The present invention relates to the art of recovering vapors, and more particularly vapors of solvents, monomers and hydrocarbons, from gas streams.
It is known to recover organic vapors by passing the gas stream through an adsorbent bed containing a substance such as activated carbon upon which the vapor is adsorbed. It is also known to desorb the organic vapor from the bed by maintaining a steady temperature in the bed and lowering pressure within the bed. Known systems are described in Skarstrom et al., Closed System Heatless Dryer, U.S. Pat. No. 3,225,518 (Dec. 28, 1965) and Kuri et al., Process for Concentrating or Liquefying a Specified Component of a Gaseous Mixture, U.S. Pat. No. 4,104,039 (Aug. 1, 1978), which are incorporated herein by reference.

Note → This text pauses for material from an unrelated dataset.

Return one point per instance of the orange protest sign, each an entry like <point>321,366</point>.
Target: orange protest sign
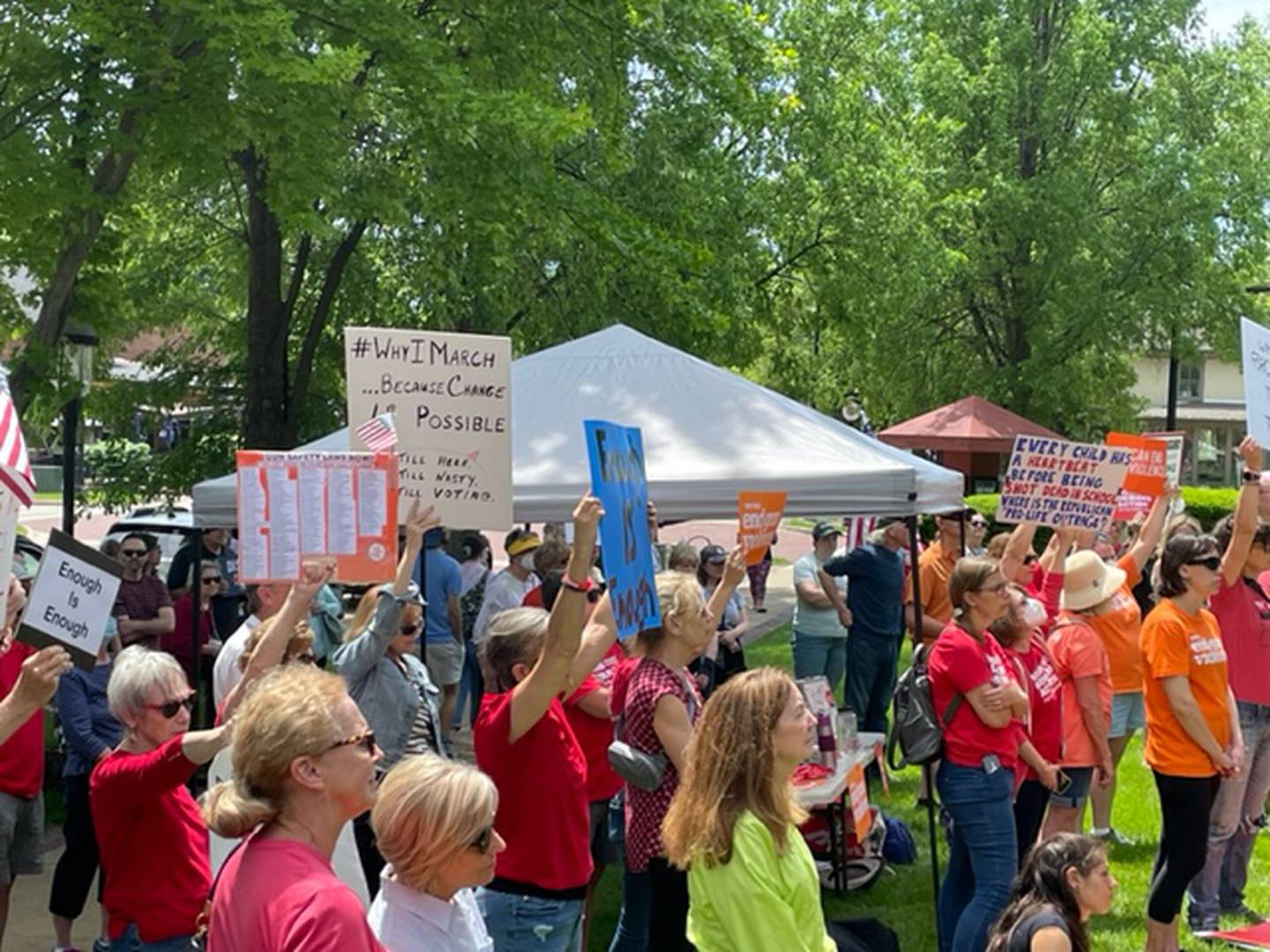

Systems known in the art ordinarily use a plurality of adsorption beds. A feedstream containing organic vapor is passed through one bed under conditions at which adsorption will occur for a period of time short enough that the heat of adsorption remains substantially in the bed. Afterwards, the feedstream is redirected to a second bed. Presure is reduced in the first bed using a vacuum pump so that desorption occurs and a slight backpurge passing through the bed carries the desorbed organic vapor out of the bed. The desorbed vapor and backpurge gas pass through the pump to a codenser where at least some of the solvent is condensed and recovered. The remaining backpurge gas and desorbed vapor are recycled into the feedstream. The desorption step is halted in time to receive the feedstream back from the second bed so that the second bed can undergo desorption. Thereafter, the beds are alternately adsorbed and desorbed so that the system as a whole can be operated continuously.

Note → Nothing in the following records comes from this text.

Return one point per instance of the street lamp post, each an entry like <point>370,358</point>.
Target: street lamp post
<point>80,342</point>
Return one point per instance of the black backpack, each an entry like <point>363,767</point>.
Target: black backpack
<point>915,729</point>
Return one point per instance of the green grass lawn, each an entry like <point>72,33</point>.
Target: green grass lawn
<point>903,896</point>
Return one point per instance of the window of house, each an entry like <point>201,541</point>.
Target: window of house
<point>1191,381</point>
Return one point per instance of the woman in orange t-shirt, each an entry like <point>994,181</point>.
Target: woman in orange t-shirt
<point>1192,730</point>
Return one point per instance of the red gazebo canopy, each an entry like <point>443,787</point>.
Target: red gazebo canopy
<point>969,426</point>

In practice, the economic efficiency of such pressure swing adsorption systems is decreased by the limited choice of vacuum pumps which can be used in the system. The pump must draw enough of a vacuum to quickly and efficiently desorb the organic vapor which is adsorbed on the bed.

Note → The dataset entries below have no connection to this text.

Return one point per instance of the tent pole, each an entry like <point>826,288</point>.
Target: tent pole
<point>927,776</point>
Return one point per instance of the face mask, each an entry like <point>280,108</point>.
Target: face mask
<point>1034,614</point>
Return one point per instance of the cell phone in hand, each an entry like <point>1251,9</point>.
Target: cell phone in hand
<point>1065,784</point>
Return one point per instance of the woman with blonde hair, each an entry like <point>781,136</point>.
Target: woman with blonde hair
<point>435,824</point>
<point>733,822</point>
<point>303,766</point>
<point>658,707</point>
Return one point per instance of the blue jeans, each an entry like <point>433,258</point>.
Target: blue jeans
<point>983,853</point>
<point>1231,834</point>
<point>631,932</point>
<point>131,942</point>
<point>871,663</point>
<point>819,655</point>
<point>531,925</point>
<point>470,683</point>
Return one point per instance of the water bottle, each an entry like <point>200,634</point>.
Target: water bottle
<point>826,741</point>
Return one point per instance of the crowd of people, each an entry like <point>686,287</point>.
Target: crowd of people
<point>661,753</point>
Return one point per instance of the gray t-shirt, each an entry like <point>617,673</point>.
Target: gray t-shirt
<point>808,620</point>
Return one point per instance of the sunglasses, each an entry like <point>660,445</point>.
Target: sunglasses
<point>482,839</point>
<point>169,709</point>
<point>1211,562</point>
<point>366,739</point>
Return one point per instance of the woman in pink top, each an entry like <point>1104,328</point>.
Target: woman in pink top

The least expensive and most efficient pumps for accomplishing the low pressures necessary are oil-sealed pumps. Oil-sealed pumps such as the rotary vane and rotary piston pumps cannot be used to recover oil-soluble compounds, such as 1,1,1-trichloroethane or styrene monomer, because the vapor dissolves in the oil as the desorbed vapor and backpurge gas pass through the pump. That thinning of the oil hurts the lubrication and seal within the pump and floods the pump.
Non-oil seal pumps capable of obtaining similar low pressures are ordinarily much more expensive than oil-sealed pumps.
An apparatus and a process are needed which permit the use of an oil-sealed pump in pressure swing adsorption to remove oil-soluble vapors from a gas stream.